L’enseignement devait être donné en français et comprendre la littérature, l’histoire, la géographie, les mathématiques élémentaires, les sciences physiques et naturelles, les langues turque, arabe et persane. Des cours de grec et de latin étaient destinés à faciliter l’intelligence des étymologies scientifiques ; le grec était pour la plupart des élèves d’une utilité journalière, et le latin offrait à ceux d’origine slave un intérêt particulier. Les langues orientales devaient être professées par des fonctionnaires turcs, et les exercices de la religion musulmane étaient placés sous la direction d’un imam.

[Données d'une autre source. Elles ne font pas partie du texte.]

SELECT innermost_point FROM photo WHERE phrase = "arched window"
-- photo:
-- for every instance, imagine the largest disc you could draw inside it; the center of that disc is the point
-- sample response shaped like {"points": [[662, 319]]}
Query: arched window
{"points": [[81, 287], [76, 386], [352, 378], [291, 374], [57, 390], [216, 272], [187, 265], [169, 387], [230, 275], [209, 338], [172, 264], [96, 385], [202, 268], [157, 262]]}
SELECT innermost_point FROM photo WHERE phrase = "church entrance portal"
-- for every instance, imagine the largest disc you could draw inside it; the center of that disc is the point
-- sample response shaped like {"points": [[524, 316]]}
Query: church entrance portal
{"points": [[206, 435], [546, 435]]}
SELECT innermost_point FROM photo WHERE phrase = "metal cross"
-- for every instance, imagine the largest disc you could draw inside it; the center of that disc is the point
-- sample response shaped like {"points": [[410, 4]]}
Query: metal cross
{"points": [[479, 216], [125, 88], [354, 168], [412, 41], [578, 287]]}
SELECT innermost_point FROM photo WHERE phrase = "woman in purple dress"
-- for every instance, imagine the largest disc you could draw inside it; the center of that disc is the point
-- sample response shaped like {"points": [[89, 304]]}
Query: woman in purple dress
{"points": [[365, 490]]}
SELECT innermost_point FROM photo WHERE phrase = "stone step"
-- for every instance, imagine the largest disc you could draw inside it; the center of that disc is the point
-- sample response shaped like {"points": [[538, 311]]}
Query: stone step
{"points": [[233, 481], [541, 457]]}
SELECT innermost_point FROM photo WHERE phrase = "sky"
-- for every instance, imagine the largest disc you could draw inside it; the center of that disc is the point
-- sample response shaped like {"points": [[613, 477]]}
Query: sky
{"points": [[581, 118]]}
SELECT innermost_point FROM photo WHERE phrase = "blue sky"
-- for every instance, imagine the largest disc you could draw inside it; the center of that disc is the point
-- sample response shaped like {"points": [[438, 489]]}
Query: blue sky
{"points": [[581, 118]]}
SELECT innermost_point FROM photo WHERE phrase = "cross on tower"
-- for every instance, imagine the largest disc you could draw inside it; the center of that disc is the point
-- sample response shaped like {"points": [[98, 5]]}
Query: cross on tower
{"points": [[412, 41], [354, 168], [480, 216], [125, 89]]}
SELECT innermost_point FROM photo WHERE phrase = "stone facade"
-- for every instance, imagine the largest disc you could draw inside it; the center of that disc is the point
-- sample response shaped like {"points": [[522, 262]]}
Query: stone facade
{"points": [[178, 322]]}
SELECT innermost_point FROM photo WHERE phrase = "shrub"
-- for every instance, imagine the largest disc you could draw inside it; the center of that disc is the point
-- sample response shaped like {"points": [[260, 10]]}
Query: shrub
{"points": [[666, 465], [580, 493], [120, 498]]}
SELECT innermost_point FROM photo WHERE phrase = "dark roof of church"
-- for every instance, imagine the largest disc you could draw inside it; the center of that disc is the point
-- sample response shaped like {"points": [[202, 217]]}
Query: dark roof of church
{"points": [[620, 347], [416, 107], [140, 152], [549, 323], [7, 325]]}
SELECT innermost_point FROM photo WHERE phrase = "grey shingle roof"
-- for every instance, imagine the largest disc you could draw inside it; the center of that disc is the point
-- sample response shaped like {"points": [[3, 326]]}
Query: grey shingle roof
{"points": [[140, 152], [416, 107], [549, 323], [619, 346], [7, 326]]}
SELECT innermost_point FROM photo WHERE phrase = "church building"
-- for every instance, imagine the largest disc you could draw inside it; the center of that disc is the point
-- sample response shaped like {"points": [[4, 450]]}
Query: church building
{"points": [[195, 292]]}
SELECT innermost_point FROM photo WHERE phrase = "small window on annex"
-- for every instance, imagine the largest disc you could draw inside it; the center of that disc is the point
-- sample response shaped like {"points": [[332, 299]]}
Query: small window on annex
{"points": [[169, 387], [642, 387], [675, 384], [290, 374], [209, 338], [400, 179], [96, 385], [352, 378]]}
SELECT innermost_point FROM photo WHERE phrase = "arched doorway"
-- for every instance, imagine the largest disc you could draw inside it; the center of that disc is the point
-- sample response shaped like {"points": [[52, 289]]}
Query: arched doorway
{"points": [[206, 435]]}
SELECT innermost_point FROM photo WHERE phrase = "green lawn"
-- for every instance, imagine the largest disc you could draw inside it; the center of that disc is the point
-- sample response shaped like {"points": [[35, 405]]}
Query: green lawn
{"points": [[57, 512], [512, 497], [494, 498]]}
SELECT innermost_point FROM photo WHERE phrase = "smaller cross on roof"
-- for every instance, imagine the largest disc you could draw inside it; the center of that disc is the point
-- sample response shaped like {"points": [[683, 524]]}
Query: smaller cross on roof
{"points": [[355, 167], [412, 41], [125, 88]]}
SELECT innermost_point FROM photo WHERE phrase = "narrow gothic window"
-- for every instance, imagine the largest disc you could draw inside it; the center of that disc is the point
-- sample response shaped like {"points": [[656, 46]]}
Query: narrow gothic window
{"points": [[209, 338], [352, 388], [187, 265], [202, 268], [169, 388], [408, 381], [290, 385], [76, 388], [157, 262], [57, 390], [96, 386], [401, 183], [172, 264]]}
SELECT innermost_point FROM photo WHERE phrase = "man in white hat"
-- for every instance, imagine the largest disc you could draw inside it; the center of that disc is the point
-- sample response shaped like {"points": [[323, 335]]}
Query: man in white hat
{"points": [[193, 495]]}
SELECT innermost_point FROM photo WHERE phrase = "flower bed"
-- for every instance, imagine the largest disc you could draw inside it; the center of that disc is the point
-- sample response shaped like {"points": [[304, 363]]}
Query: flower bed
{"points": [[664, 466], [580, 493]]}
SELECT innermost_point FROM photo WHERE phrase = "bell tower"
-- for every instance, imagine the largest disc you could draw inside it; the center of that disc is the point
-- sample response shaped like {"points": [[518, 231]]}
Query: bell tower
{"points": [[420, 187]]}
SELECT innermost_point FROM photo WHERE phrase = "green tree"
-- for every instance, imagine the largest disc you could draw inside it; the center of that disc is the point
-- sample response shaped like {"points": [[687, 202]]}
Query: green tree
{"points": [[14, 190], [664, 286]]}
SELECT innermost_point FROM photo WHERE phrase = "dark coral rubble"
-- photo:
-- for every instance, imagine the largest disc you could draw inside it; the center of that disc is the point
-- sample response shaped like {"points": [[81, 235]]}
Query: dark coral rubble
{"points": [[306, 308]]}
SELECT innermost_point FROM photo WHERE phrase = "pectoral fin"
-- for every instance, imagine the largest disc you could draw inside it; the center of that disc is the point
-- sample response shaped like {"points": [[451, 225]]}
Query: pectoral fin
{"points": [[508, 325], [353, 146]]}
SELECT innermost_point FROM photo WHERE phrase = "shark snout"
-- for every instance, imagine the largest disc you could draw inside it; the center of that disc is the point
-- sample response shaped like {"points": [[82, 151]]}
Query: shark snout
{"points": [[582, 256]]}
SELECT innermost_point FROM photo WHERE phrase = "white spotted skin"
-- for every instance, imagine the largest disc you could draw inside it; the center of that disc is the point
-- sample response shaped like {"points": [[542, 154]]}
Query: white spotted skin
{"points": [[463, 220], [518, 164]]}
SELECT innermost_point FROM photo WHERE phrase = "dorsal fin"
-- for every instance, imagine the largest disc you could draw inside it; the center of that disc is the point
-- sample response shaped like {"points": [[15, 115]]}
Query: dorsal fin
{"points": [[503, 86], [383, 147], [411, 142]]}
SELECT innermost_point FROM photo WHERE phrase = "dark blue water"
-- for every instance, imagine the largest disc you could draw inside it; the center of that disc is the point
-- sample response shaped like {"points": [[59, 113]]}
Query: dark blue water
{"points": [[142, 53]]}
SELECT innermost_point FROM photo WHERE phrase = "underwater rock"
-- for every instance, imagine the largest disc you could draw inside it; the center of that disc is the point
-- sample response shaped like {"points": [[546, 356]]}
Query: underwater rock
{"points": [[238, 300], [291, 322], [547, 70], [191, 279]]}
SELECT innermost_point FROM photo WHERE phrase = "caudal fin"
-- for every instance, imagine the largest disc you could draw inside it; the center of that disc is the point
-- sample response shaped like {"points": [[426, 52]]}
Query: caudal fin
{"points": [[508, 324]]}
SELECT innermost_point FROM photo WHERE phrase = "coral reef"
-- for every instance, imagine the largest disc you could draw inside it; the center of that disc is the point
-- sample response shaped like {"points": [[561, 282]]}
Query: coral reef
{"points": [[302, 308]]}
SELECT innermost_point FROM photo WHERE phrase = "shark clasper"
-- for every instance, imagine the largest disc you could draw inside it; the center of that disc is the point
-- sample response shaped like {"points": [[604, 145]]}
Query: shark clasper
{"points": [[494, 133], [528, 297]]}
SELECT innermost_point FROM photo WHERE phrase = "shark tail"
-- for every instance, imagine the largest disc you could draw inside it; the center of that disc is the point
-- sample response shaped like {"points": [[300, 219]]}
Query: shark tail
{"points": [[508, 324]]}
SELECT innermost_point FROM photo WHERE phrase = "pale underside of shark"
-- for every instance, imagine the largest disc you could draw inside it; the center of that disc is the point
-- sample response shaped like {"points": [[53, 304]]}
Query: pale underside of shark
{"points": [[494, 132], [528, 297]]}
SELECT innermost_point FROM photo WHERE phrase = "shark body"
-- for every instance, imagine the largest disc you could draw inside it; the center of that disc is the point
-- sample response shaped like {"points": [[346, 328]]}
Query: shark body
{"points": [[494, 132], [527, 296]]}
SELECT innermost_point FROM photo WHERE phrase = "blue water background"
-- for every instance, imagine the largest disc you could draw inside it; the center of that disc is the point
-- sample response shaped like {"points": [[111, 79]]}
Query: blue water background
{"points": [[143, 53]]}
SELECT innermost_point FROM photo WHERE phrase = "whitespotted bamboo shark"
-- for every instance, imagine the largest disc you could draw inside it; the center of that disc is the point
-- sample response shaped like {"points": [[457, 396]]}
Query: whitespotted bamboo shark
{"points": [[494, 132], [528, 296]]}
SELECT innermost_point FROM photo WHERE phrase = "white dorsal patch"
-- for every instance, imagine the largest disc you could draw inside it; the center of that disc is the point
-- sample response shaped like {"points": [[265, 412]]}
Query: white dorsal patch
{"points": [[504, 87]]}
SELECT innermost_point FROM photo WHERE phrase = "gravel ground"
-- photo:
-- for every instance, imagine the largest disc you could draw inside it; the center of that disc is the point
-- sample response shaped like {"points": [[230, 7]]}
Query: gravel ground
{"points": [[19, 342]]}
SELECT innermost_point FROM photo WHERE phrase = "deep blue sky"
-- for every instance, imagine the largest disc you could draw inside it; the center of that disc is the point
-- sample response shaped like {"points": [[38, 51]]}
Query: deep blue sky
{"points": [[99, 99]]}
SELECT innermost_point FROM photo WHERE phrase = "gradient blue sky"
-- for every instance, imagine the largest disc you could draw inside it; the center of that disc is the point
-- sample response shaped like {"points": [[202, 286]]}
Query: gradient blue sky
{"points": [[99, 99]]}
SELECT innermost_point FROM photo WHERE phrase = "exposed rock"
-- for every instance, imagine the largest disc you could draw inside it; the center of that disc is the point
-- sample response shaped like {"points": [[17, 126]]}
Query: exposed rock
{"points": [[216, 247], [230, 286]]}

Il est difficile de se faire une idée exacte de l’opposition et des clameurs que souleva au dedans et au dehors une institution aussi libérale dans son principe et son organisation. Les Grecs, naturellement peu enclins à favoriser tout ce qui peut donner de la cohésion et de la force à l’empire, se plaignaient de la part trop restreinte faite à l’étude de leur langue et s’en montraient fort mécontens. Les israélites du pays, originaires en partie d’Espagne, d’où l’inquisition les a chassés autrefois, ont conservé l’intolérance religieuse dont ils ont eu eux-mêmes à souffrir, et ne pouvaient se décider à placer leurs enfans dans une maison musulmane, sous la direction de chrétiens. Les moins fanatiques exigeaient pour leurs coreligionnaires une nourriture particulière, préparée suivant les rites hébraïques, ce qui aurait amené mille complications et brisé, dès le principe, l’unité que l’on voulait introduire. Les catholiques eux-mêmes refusèrent en grand nombre leur sympathie à un établissement où toutes les religions du pays étaient destinées à se trouver côte à côte et à jouir d’une égale protection. Avant l’ouverture du lycée, une décision du pape défendait aux familles catholiques d’y placer leurs enfans, sous peine de se voir privées des sacremens de l’église. Cette défense était renouvelée quelques mois plus tard et portée à la connaissance du public[1]. On redoutait, paraît-il, pour la moralité des enfans catholiques le mélange des races. Or dans les

  1. « Parentes qui bona fide egerunt, si promittant, quamprimum prudenter poterunt, se filios a lycæo ablaturos, ad sacramenta admittantur. Qui vero vel hoc ipsum promittere renuant vel in posterum obstinato animo filios immittere in lycæum ausi fuerint, a sacramento arceantur… » (Roma dalla Propaganda, 21 aprile 1869. C. Barnabo Pr.)